The fix Boeing must develop is for the camera and display system that allows an operator seated at a computer at the front of the tanker to maneuver the refueling boom at the tail of the plane so it can connect to a receiving aircraft. The current system does not work well in certain lighting conditions: when the sun is directly behind or directly in front of the tanker.
The Air Force has complained this makes the tanker incapable of fulfilling all its missions and has demanded a fix. Boeing and the Air Force said Thursday they have finally reached an agreement on how to do that.
In a press briefing, Boeing KC-46 vice president and program manager Jamie Burgess said his team will completely redesign every component: the cameras, the display system and the underlying computer system.
Burgess said Boeing has agreed to pay for everything and that the cost will hit earnings, though he declined to specify by how much.
The redesigned system won’t be ready until mid-2023, he said.

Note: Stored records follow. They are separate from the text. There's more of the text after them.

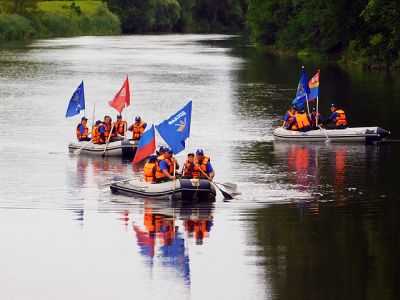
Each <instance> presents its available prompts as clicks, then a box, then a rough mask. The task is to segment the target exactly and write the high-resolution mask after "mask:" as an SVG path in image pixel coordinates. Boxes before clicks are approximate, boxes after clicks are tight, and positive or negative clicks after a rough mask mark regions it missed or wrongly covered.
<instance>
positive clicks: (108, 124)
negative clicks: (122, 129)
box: [103, 116, 116, 143]
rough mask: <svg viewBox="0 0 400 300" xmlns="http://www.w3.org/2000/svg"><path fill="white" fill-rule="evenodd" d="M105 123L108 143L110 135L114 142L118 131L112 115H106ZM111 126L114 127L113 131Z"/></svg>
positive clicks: (111, 140) (110, 138) (104, 116)
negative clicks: (116, 130) (113, 121)
mask: <svg viewBox="0 0 400 300" xmlns="http://www.w3.org/2000/svg"><path fill="white" fill-rule="evenodd" d="M103 125H104V128H105V132H104V136H105V137H106V143H107V140H108V137H110V142H114V141H115V136H116V133H115V128H112V119H111V117H110V116H104V122H103ZM111 128H112V132H111Z"/></svg>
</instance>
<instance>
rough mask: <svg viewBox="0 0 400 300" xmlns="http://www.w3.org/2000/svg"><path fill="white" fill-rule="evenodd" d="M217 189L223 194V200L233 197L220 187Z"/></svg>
mask: <svg viewBox="0 0 400 300" xmlns="http://www.w3.org/2000/svg"><path fill="white" fill-rule="evenodd" d="M219 190H220V191H221V193H222V195H223V196H224V199H225V200H232V199H233V197H232V196H231V195H230V194H228V193H227V192H225V191H223V190H221V189H219Z"/></svg>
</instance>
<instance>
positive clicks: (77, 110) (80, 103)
mask: <svg viewBox="0 0 400 300" xmlns="http://www.w3.org/2000/svg"><path fill="white" fill-rule="evenodd" d="M82 109H85V93H84V90H83V81H82V83H81V84H80V85H79V86H78V88H77V89H76V91H75V92H74V93H73V95H72V97H71V100H69V104H68V108H67V112H66V113H65V117H66V118H68V117H72V116H75V115H79V113H80V112H81V110H82Z"/></svg>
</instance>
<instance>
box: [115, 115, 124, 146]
mask: <svg viewBox="0 0 400 300" xmlns="http://www.w3.org/2000/svg"><path fill="white" fill-rule="evenodd" d="M113 125H114V130H113V136H115V139H116V140H119V139H123V138H125V133H126V130H127V123H126V121H125V120H123V119H122V116H121V115H117V121H116V122H114V124H113Z"/></svg>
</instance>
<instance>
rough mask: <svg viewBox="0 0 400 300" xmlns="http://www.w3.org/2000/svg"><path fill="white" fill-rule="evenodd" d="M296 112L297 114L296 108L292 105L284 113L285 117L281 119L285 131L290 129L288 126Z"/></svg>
mask: <svg viewBox="0 0 400 300" xmlns="http://www.w3.org/2000/svg"><path fill="white" fill-rule="evenodd" d="M296 112H297V108H296V106H294V105H292V106H291V107H290V109H289V110H288V111H287V112H286V114H285V117H284V119H283V125H282V126H283V127H284V128H285V129H288V130H290V129H291V128H290V127H289V126H290V124H292V121H293V118H294V115H295V114H296Z"/></svg>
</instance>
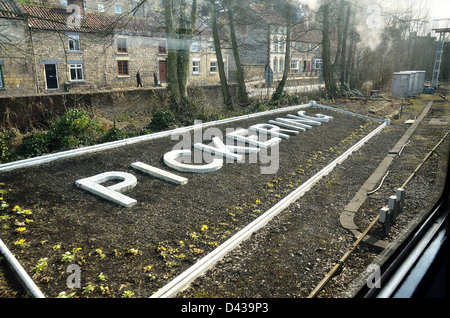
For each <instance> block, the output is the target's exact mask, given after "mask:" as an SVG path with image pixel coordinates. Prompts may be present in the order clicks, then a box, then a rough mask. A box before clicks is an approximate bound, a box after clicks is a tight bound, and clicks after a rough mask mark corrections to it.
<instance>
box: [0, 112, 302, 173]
mask: <svg viewBox="0 0 450 318" xmlns="http://www.w3.org/2000/svg"><path fill="white" fill-rule="evenodd" d="M309 106H310V105H309V104H303V105H296V106H291V107H286V108H279V109H275V110H269V111H265V112H261V113H256V114H250V115H243V116H239V117H233V118H227V119H222V120H218V121H213V122H207V123H203V124H196V125H193V126H188V127H182V128H177V129H174V130H168V131H162V132H157V133H154V134H149V135H145V136H138V137H132V138H127V139H123V140H117V141H112V142H108V143H104V144H100V145H93V146H88V147H84V148H80V149H72V150H67V151H62V152H58V153H54V154H48V155H43V156H39V157H34V158H29V159H24V160H19V161H14V162H9V163H4V164H1V165H0V172H2V171H10V170H15V169H20V168H25V167H30V166H35V165H39V164H43V163H47V162H52V161H55V160H58V159H64V158H71V157H75V156H80V155H83V154H87V153H94V152H99V151H103V150H108V149H113V148H118V147H122V146H126V145H131V144H135V143H138V142H143V141H149V140H153V139H158V138H163V137H168V136H171V135H174V134H181V133H184V132H188V131H190V130H193V129H202V128H206V127H210V126H214V125H221V124H228V123H232V122H235V121H239V120H245V119H251V118H257V117H261V116H266V115H270V114H276V113H284V112H289V111H293V110H297V109H301V108H306V107H309Z"/></svg>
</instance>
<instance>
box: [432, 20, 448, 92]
mask: <svg viewBox="0 0 450 318" xmlns="http://www.w3.org/2000/svg"><path fill="white" fill-rule="evenodd" d="M432 29H433V30H434V31H435V32H436V33H439V40H438V47H437V50H436V57H435V59H434V68H433V78H432V80H431V85H432V86H433V88H435V89H436V88H437V87H438V83H439V72H440V70H441V62H442V55H443V53H444V41H445V35H446V34H447V33H448V32H450V19H439V20H434V22H433V27H432Z"/></svg>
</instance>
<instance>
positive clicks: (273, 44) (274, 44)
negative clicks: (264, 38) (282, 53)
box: [272, 37, 278, 52]
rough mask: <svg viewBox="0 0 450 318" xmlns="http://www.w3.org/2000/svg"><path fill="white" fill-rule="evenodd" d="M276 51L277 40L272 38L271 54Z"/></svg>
mask: <svg viewBox="0 0 450 318" xmlns="http://www.w3.org/2000/svg"><path fill="white" fill-rule="evenodd" d="M277 50H278V38H276V37H275V38H273V47H272V52H276V51H277Z"/></svg>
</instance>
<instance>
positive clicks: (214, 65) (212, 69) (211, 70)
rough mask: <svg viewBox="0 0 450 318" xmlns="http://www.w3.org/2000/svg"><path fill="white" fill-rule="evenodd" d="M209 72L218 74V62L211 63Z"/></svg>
mask: <svg viewBox="0 0 450 318" xmlns="http://www.w3.org/2000/svg"><path fill="white" fill-rule="evenodd" d="M209 71H210V72H211V73H216V72H217V61H211V63H210V66H209Z"/></svg>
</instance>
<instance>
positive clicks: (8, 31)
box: [0, 1, 35, 96]
mask: <svg viewBox="0 0 450 318" xmlns="http://www.w3.org/2000/svg"><path fill="white" fill-rule="evenodd" d="M27 32H28V31H27V28H26V23H25V18H24V16H23V15H22V13H21V10H20V8H19V7H18V6H17V5H16V3H15V2H14V1H0V96H2V95H6V94H10V95H16V94H21V93H25V92H30V91H31V92H35V89H34V88H35V86H34V63H33V60H32V54H31V45H30V42H29V41H28V33H27Z"/></svg>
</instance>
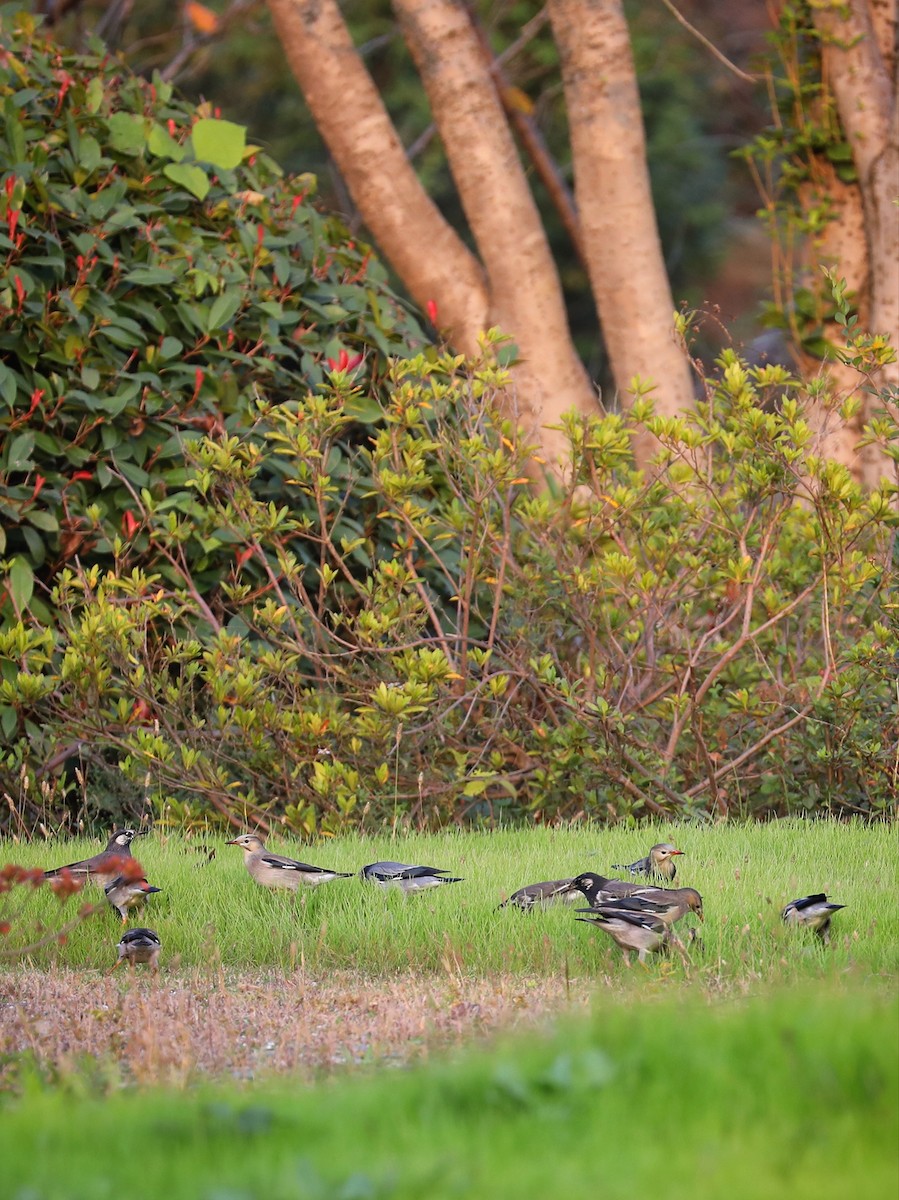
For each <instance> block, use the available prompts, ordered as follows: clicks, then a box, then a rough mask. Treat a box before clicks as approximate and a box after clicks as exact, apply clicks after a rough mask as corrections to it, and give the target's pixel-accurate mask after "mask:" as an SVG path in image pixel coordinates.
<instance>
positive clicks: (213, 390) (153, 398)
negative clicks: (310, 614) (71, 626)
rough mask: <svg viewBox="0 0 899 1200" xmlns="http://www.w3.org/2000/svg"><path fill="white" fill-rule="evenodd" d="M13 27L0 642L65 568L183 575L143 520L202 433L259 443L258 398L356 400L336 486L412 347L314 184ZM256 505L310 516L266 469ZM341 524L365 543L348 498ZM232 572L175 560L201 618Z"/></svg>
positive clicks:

Boeing will convert the system from a monochromatic to a full-color display and add a new LIDAR ( Light Detecting And Ranging) sensor similar to those used for collision avoidance on autonomous cars that will measure the distance from the tip of the boom to the refueling aircraft.
Burgess said flight tests of the new system will begin in 2022. Following testing and certification, the system should be fielded in the Air Force fleet in the second half of 2023.
In the meantime, Boeing will develop, implement and pay for a nearer-term software enhancement of the current remote vision system that will make it more workable by mid-2021. Flight testing of this enhancement is to begin this summer, Burgess said.
He said the $882 million cash infusion from the Pentagon is “unrelated.”
In a teleconference with Pentagon reporters Thursday, Air Force Assistant Secretary for Acquisition Will Roper said the government is acting to help the aerospace industrial base through the crisis.
“Cash flow is everything right now, liquidity is everything, and we’ve created policies in the Department of the Air Force to get as much cash out of our hands and to industry as possible,” Roper said. “The KC-46 is no exception.”
Roper said the Air Force can reinstitute the cost penalties if Boeing’s performance begins to slip again.